Touchscreen capability on a tablet is another change from older laptops and desktops. For workers who prefer a physical keyboard for writing longer emails and other tasks, many tablets support such a device, although often at an added cost.
There are also Windows 8 laptops and desktops with touchscreens running on an X86 chip, which would seem to give the touchscreen an advantage over the more traditional PC form factors. But Reith said that's not been the case, as "there's been very little demand for this Windows 8 platform."
The average consumer or BYOD worker with money to spend on consumer electronics will choose a device with a lower price and greater portability than a touchscreen laptop or PC. "The trend is really about mobile, and tablets are more mobile," he said.
In work places, tablets are good enough for many work tasks, and have been "additive, rather than replacing PCs," Reith said. Having a tablet with a keyboard to use in a coffee shop is more mobile and convenient but also means there's less wear-and-tear on the PC desktop when it is used.
The Windows 8 effect
"The corporate world isn't touching Windows 8," Reith said. Many corporate IT buyers are paying for Windows 8 licenses on new laptops or desktops and then rolling the new machines back to Windows 7. That phenomenon means that there is more room for workers to supplement their laptops or desktops with iOS and Android tablets.
"The consumer-worker has a real voice in what's happening in the work force, and even C-level execs want to use their tablets on the network," Reith said. "Streaming music and video, email and Web browsing are all things I can do on a tablet, and it's just more comfy to sit on a couch and look at a tablet than a laptop."
Despite lack of corporate interest in Windows 8 on desktops and laptops, IDC's updated tablet forecast increased for Windows 8 tablets running x86 to about 10 million shipped for all of 2013, an increase from an older forecast of 5.5 million.
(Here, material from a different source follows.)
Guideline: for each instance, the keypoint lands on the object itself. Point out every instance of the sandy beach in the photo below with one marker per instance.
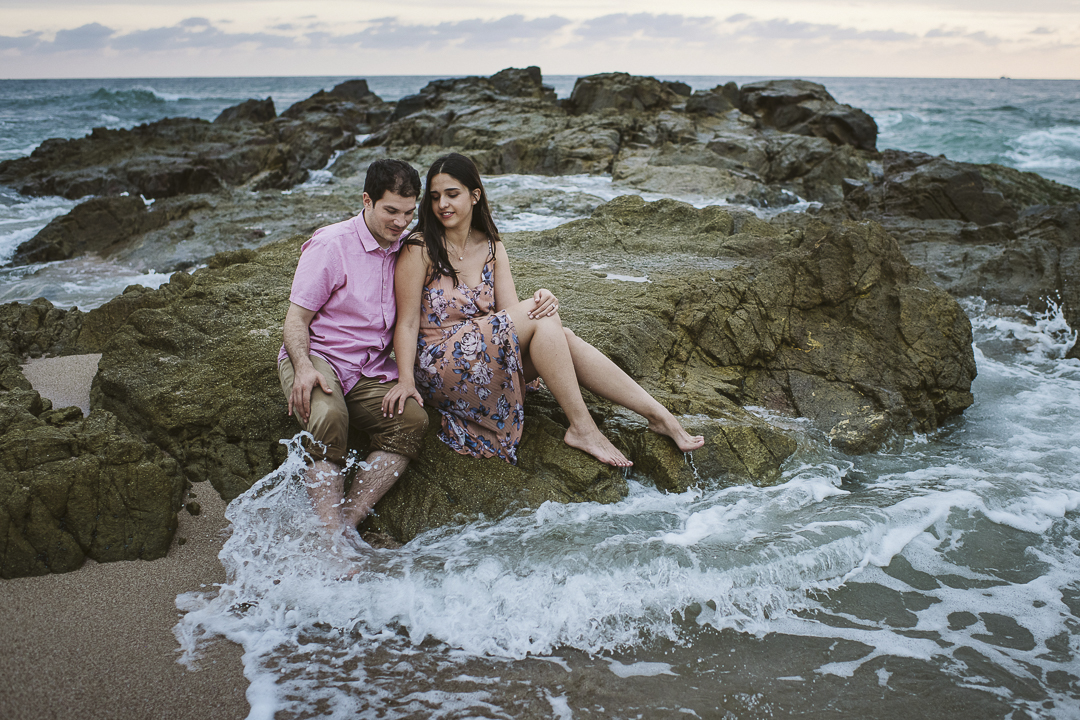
(98, 642)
Windows RT tablets, however, were reduced downward in the new forecast for 2013, from about 4 million shipped to just over 3 million, Reith said. "We're seeing RT less and less," he said.
Some contrarian notes
In addition to price, function and size, tablets also allow easy access to cheap and fun apps that aren't always available on laptops or desktops, added Jack Gold, an analyst at J. Gold Associates.
Gold said that while tablets might be on an ascending sales curve, there are still many functions where more work is needed. As such there will be a long life for big desktops, and IDC agreed.
"You also have to have a list of things that tablets are not good at: Complex content creation, editing complex documents and spreadsheets, running databases and running off-line complex apps," Gold said.